Monday, December 7, 2009

Kate C - Letter to the Editor

Dear Editor,
            The proposition brought up in "Freedom's Martyr" that John Brown should be pardoned posthumously is ridiculous. While John Brown's intentions were honorable his action were not. By pardoning him it would send the message that acts of violence are acceptable ways to protest. This country values free speech but we also understand there must be limits to prevent the shed of blood in the name of belief.
            The author claims that we should not be bothered by Brown's actions because nobody's perfect and many of his contemporaries also had flaws. Murder and closed-mindedness are not comparable. Murder is not a folly but a crime and should not be treated as such. Also many of Brown's contemporaries including those who agreed with abolition saw his actions as going too far, and the Republican party at the time said that while they supported his intentions they did not condone his actions.

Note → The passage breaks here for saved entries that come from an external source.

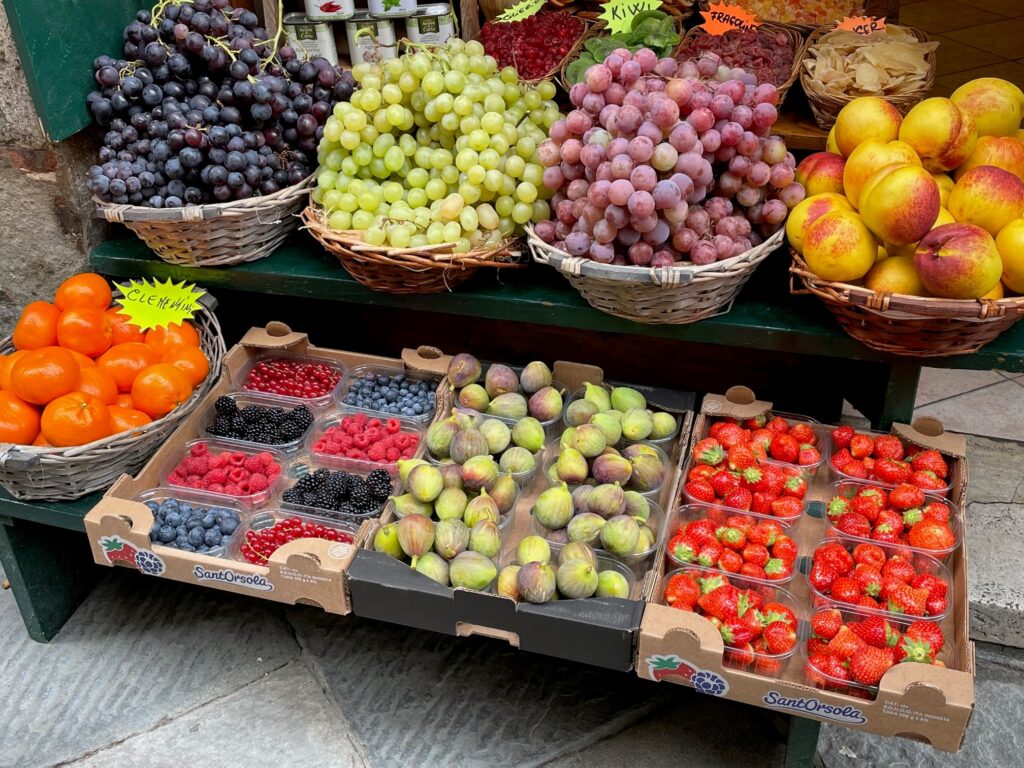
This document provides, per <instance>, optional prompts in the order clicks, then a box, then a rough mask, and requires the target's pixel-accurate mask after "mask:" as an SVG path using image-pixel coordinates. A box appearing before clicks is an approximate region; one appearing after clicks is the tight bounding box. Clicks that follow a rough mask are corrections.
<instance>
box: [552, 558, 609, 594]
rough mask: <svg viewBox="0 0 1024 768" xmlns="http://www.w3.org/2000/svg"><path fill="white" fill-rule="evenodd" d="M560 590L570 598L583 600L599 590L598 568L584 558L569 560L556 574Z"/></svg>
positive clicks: (559, 567) (558, 589)
mask: <svg viewBox="0 0 1024 768" xmlns="http://www.w3.org/2000/svg"><path fill="white" fill-rule="evenodd" d="M555 582H556V584H557V586H558V591H559V592H560V593H561V594H562V596H563V597H567V598H568V599H570V600H583V599H585V598H588V597H590V596H592V595H593V594H594V593H595V592H596V591H597V583H598V575H597V568H596V567H595V566H594V565H592V564H591V563H589V562H586V561H584V560H569V561H568V562H565V563H562V564H561V565H559V566H558V572H557V573H556V574H555Z"/></svg>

            We claim that its ok for him to try and incite a rebellion because he was doing it for the right cause, but we forget that everything is relative. The confederates thought that by withdrawing from the union they were doing the right thing to preserve what they thought was a superior way of life. This sets the example that violence is an acceptable way to draw attention to a cause and be a force for change. Every person with a so-called cause would now be taught that those who commit violent acts would be hailed as martyrs by the public, and believe that by doing the same they could help their cause. There is a reason John Brown was found guilty back then and that reason still stands true today regardless of why he acted he acted far too harshly and brutally to be forgiven.